Life an engrossing interest.
People have often supposed, because the Puritans founded a society where there were no professed public amusements, that therefore there was no fun going on in the ancient land of Israel, and that there were no cakes and ale, because they were virtuous. They were never more mistaken in their lives. There was an abundance of sober, well-considered merriment, and the hinges of life were well-oiled with that sort of secret humor which to this day gives the raciness to real Yankee wit. Besides this, we must remember that life itself is the greatest possible amusement to people who really believe they can do much with it,—who have that intense sense of what can be brought to pass by human effort that was characteristic of the New England colonies. To such, it is not exactly proper to say that life is an amusement, but it certainly is an engrossing interest, that takes the place of all amusements.
New England nobility.
In the little theocracy which the Pilgrims established in the wilderness, the ministry was the only order of nobility. They were the only privileged class, and their voice it was that decided ex cathedra on all questions both of church and state, from the choice of governor to that of district school teacher.
Our minister, as I remember him, was one of the cleanest, most gentlemanly, most well-bred of men,—never appearing without all the decorums of silk stockings, shining knee and shoe buckles, well-brushed shoes, immaculately powdered wig, out of which shone his clear, calm, serious face, like the moon out of a fleecy cloud.

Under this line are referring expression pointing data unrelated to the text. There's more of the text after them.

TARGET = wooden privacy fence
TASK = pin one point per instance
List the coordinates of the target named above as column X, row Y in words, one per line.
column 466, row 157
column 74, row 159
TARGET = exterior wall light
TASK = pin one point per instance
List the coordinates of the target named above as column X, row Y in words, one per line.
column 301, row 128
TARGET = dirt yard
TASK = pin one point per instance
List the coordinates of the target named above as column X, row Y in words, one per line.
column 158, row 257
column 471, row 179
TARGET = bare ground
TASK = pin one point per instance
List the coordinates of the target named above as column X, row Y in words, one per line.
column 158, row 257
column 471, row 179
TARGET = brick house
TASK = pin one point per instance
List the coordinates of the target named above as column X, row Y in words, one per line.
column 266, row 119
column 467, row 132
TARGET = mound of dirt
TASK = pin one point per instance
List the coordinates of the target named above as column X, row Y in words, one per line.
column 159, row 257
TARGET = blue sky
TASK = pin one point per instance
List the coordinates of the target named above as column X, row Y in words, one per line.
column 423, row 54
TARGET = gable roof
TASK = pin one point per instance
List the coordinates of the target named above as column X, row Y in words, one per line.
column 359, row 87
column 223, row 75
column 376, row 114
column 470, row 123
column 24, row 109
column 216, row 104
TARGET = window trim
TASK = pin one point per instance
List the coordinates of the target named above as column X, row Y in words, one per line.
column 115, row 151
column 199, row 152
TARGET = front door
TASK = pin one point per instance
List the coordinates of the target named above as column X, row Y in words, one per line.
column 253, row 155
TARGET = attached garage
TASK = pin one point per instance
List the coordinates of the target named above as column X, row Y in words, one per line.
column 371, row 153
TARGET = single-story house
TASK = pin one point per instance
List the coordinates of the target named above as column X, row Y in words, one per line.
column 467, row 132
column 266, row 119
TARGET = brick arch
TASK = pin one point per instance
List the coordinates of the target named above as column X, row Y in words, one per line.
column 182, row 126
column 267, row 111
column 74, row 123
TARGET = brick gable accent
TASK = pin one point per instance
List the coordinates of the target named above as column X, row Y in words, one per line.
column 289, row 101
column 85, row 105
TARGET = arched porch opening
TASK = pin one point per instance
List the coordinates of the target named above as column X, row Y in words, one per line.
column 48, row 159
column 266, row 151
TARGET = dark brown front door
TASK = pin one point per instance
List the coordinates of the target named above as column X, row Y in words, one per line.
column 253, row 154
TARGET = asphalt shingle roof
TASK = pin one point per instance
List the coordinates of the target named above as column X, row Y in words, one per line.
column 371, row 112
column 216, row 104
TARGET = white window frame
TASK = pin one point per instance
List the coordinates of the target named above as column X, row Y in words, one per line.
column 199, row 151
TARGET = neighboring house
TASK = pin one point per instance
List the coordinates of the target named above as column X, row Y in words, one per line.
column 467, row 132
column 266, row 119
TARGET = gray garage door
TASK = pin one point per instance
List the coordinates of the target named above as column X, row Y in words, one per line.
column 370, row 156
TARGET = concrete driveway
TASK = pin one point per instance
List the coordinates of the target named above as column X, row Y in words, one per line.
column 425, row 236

THE PEARL OF ORR’S ISLAND.
A ship-building community.
In the plain, simple regions we are describing,—where the sea is the great avenue of active life, and the pine forests are the great source of wealth,—ship-building is an engrossing interest, and there is no fête that calls forth the community like the launching of a vessel.
And no wonder; for what is there belonging to this workaday world of ours that has such a never-failing fund of poetry and grace as a ship? A ship is a beauty and mystery wherever we see it: its white wings touch the region of the unknown and the imaginative; they seem to us full of the odors of quaint, strange, foreign shores, where life, we fondly dream, moves in brighter currents than the muddy, tranquil tides of every day.